Philippe Soldevila : Toxique affaire
Scène

Philippe Soldevila : Toxique affaire

Philippe Soldevila dirige des artistes d’origines et de disciplines variées dans Bhopal, une pièce explorant le comment d’une tragédie industrielle indienne. Rencontre et mémoire.

En 1984, une fuite de 40 tonnes de gaz toxiques émanant d’une usine de pesticides tuait plusieurs milliers de personnes à Bhopal, en Inde. Hécatombe qui, toutefois, ne commençait ni ne s’arrêtait là… Parmi les victimes, c’est un bébé dont on voyait le cœur battre à travers la peau qui a poussé Rahul Varma à écrire cette pièce, en partant d’une question: qu’aurait-il dit s’il avait pu parler? "J’ai ajouté un prologue où on dédie les représentations aux gens qui sont morts", explique Philippe Soldevila, si bien que le spectacle s’amorce, à son sens, dans un esprit de fraternité et de prise de conscience. "Ensuite, on tombe dans une analyse, une mise en scène des enjeux, des personnages, de la situation, sur le mode du thriller économique et social", poursuit-il. Car ce sont surtout les mécanismes de la catastrophe qu’ils ont voulu mettre en lumière, comme un moyen de prévention pour l’avenir. Puis, à mesure que le drame se joue, "les choses s’incarnent, on est touché et en même temps révolté par ce qui est en train d’arriver", commente-t-il, avant de préciser: "Ce n’est pas vraiment un acte de dénonciation, mais plutôt de rencontre et de commémoration. D’ailleurs, le plus gros défi était de trouver de quelle manière raconter cette histoire sans tomber dans le pathos, le poing en l’air, d’essayer de voir plus loin dans les enjeux la résonance que ça pouvait avoir."

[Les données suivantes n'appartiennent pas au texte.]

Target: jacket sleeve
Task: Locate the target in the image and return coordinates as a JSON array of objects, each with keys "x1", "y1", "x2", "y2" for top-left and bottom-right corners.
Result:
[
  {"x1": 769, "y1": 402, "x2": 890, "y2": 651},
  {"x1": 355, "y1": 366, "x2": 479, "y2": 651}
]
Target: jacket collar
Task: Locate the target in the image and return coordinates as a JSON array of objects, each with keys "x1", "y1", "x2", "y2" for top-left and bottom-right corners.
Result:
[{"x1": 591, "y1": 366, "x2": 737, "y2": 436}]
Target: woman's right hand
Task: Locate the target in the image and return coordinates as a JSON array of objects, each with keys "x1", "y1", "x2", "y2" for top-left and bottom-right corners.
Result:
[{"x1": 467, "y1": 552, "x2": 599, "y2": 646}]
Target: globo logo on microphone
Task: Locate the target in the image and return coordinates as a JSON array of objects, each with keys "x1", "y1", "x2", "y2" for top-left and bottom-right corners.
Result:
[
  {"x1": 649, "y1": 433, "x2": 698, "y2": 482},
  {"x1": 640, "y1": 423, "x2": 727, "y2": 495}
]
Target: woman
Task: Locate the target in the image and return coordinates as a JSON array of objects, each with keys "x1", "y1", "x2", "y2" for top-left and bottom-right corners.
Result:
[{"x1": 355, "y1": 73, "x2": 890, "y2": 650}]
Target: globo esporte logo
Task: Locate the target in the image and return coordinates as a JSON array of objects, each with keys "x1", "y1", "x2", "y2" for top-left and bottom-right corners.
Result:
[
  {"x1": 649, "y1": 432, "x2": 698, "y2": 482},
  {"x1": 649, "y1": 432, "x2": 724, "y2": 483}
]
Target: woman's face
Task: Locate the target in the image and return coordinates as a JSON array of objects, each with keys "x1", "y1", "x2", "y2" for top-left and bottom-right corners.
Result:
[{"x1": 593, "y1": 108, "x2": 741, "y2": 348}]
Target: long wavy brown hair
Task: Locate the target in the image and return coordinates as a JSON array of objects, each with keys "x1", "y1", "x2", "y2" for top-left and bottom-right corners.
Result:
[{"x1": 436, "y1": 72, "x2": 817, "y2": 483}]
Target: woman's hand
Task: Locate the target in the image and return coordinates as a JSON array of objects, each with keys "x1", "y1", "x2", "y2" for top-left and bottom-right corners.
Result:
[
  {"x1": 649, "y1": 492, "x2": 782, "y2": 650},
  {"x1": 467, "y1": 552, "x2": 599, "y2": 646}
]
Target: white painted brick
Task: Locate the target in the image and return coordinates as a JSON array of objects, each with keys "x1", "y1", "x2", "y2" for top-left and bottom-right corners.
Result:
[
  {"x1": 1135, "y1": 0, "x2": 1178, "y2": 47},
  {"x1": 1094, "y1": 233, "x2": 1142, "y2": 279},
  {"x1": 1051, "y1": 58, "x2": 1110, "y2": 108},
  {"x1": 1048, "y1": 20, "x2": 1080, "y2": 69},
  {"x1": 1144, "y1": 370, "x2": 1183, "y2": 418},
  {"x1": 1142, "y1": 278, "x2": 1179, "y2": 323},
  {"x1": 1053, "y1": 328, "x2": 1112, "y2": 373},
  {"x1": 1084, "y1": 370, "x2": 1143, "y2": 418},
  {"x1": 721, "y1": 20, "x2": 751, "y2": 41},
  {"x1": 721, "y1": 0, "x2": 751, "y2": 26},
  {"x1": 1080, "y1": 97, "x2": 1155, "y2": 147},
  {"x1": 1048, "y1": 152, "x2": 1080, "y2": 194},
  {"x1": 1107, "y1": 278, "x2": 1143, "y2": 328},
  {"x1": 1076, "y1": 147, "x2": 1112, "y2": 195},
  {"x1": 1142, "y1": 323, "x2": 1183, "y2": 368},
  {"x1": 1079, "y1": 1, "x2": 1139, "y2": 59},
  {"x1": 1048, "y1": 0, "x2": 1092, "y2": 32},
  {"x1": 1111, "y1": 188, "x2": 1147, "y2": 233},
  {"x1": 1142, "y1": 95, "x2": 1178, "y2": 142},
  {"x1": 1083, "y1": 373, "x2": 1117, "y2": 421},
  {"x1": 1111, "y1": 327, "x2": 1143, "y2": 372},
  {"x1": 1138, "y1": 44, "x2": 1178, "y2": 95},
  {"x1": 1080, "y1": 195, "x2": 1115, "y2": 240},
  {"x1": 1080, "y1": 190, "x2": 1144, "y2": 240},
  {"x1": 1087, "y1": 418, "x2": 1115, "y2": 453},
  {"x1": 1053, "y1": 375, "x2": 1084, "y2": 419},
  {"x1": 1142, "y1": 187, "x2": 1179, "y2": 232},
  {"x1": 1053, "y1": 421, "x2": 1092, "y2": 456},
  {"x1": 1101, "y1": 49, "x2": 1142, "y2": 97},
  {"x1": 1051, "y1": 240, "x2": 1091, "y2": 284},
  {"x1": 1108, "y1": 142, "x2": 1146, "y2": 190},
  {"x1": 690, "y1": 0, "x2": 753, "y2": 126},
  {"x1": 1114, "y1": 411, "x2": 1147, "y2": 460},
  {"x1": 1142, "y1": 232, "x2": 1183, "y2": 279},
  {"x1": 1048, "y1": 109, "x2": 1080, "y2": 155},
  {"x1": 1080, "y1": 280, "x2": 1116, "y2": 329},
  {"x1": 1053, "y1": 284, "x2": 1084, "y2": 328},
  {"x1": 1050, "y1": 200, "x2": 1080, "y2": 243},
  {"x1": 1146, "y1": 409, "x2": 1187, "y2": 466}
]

De même, le metteur en scène remarque: "Plus ça va, plus je me retrouve à faire un théâtre au service d’une parole ou d’une réalité, pour donner une voix à des gens qui n’en ont pas. Mais cet engagement n’est pas uniquement politique, c’est en même temps une célébration de la diversité, des différences et, surtout, une ouverture de frontières." Ainsi, cette collaboration avec le Théâtre Teesri Duniya lui permet d’embrasser non seulement une cause, mais aussi une autre culture. Et si le fait de travailler avec une équipe composée d’artistes d’origines et d’horizons divers comporte certaines difficultés, il n’en apprécie pas moins l’expérience. "C’est cette diversité qui est magnifique à voir. On est vraiment transporté ailleurs, commente-t-il. C’est important, pour moi, qu’à l’intérieur de l’atmosphère, de la musique, de la danse, des personnages, des accents, des couleurs, on touche en quelque sorte l’âme indienne." Plus concrètement, la pièce se présente "comme une prise de parole d’individus qui viennent raconter une histoire ou présenter un texte. Donc, il y a un côté assez distancié, observe-t-il. Mais on a créé du mouvement, des chants, des voix autour de ça." Ainsi, lorsque les acteurs ne jouent pas leur rôle, ils participent à un chœur, sous la direction d’une danseuse-chanteuse coryphée et accompagné de deux musiciens. "Ça a été très difficile pour les comédiens parce qu’on sent bien qu’une des forces de l’écriture de Rahul, c’est d’incarner une pensée, c’est-à-dire que les personnages sont là pour servir une pensée, note-t-il. L’idée, c’était donc de réussir à donner la chair, le sang et le pouls de ça, de rendre cette réalité concrète, en offrant au public le battement de cœur des victimes, en l’amenant à Bhopal." Prêts pour le départ?